Leading consumer law firm Slater & Gordon also wrote to Mr Jenrick in support of the ideas.
David Grossman, chief executive of Simplify, Simon Brown, Landmark’s chief executive, and Ben Thompson, deputy chief executive of the Mortgage Advice Bureau, said “specific policy action” was required to support the housing market, with transactions taking many months to progress.
They warned that the Covid-19 crisis could cut the number of property transactions this year to a figure lower than the worst year of the financial crisis, and warned that “instead of pausing moves, people are pulling out of transactions altogether”.
Early evidence showed that 60% more property transactions failed in March as a result of people pulling out than in the weeks before.
“This will impact employment across our industry as well as the other important industries such as estate agents, home removals, home improvement and retail that rely on a buoyant housing market.”
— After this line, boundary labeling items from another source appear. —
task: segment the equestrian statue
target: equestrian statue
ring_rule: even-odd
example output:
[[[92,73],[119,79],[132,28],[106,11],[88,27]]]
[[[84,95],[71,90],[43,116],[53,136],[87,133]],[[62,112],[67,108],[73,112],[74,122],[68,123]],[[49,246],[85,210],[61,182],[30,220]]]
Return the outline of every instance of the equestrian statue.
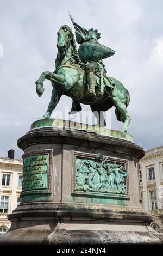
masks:
[[[99,43],[100,34],[97,29],[86,29],[74,22],[71,15],[70,18],[75,29],[76,41],[72,28],[62,26],[57,33],[55,70],[43,72],[36,82],[39,97],[43,93],[46,79],[52,82],[53,87],[48,109],[41,119],[50,118],[64,95],[72,99],[70,114],[80,111],[80,103],[89,105],[101,127],[106,125],[103,112],[115,106],[117,119],[124,123],[120,131],[126,132],[131,120],[127,109],[130,95],[121,82],[106,75],[102,60],[115,52]],[[78,50],[76,42],[80,45]]]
The letter said government and industry “must work together to develop a plan for the immediate future of the UK’s home moving market”.
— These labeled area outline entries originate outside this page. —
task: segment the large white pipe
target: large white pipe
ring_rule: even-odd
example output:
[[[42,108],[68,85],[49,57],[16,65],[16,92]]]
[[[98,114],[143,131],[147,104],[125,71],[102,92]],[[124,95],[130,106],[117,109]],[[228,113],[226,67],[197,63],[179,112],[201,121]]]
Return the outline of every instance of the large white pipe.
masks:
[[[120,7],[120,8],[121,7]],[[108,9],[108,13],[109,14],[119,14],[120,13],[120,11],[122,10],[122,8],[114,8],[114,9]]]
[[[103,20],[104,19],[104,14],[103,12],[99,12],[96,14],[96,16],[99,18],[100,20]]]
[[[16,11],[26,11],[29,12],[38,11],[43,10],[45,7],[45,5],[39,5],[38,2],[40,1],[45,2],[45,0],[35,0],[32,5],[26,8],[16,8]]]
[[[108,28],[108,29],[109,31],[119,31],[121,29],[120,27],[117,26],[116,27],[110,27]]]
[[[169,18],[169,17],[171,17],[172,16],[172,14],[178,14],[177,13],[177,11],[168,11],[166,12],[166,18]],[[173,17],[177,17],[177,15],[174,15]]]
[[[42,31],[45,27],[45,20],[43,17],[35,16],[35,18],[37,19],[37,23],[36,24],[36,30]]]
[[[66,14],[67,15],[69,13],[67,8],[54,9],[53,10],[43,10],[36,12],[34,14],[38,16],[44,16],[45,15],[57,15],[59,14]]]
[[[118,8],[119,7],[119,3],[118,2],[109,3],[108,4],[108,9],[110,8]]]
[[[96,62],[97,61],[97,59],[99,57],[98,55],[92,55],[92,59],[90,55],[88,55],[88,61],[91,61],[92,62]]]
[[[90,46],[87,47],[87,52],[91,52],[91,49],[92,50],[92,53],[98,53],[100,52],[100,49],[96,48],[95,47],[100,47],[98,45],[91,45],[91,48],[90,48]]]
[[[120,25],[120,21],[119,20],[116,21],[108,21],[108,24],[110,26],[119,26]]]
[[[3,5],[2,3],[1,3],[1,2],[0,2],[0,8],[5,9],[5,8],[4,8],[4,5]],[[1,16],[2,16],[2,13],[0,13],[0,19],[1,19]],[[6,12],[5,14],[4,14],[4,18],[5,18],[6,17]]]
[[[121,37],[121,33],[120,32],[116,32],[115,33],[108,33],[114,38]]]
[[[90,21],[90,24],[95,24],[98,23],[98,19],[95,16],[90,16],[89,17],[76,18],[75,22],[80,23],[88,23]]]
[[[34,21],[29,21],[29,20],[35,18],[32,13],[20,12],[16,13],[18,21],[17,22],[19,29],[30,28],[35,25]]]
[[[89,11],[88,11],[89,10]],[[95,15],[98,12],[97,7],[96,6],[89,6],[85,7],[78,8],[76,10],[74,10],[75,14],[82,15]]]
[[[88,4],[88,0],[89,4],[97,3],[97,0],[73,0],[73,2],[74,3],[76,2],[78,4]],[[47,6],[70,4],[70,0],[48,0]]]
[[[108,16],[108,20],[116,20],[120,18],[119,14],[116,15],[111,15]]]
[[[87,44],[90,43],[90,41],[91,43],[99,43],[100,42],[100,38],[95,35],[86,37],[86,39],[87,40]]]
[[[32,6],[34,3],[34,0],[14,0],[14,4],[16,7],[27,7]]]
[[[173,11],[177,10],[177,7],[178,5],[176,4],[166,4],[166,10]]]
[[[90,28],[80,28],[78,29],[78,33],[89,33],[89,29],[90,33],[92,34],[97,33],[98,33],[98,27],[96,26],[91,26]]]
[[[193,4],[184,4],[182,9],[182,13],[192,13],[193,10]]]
They said any plan to help restart the market should include “classifying the housing market as one of the first economic sectors to be able to start operating again in a segmented rollback of the current stay at home measures”.
Clear guidance should be given now by the government on what was a ‘safe move’, and it should consider allowing “alternative search information” to be used to ease the burden on local authorities.
The Bank of England and Prudential Regulation Authority should “encourage mortgage lenders to maintain their existing policies on loan-to-value ratios and protect movers from prohibitively high deposits”.
At the same time, “where feasible”, lenders should continue to honour mortgage offers, including for those people temporarily furloughed.
Stamp duty land tax should be reduced for all home buyers, for at least 18 months, to support the industry and create a “more fluid market”, encouraging buyers uncertain that now is a good time to move.
The letter called for the coronavirus jobs retention scheme to be “adjusted” for businesses where income required to pay staff would not be available for months after work is undertaken.
The scheme should be extended “by a number of months” for those businesses “to bridge the gap as income is rebuilt once the market is restarted”. Without this support, “capacity and expertise will be lost”, stalling future growth.
The authors added: “We share government’s view that it is critical this crisis is a short, sharp shock to the economy rather than an extended depression.
“However, we are concerned that without a plan the housing market and home movers will experience the same uncertainty that followed the financial crisis.”
Rob McKellar, head of Slater & Gordon’s conveyancing practice, said residential property transactions were predicted to fall by 38% in 2020, though estate agents Savills has predicted 53%.
He said some mortgage lenders were insisting on a loan-to-value ratio of at least 65%, partly because of the challenges in carrying out physical surveys.
As well as the measures set out in the joint letter signed by Simplify, Mr McKellar suggested that government-backed mortgage guarantees would be “beneficial”, along with a capital gains tax holiday for property sellers.
“A strong housing market is key for a strong economy, but affirmative action from government and the housing industry will be essential to deliver a prompt and effective market recovery,” he wrote.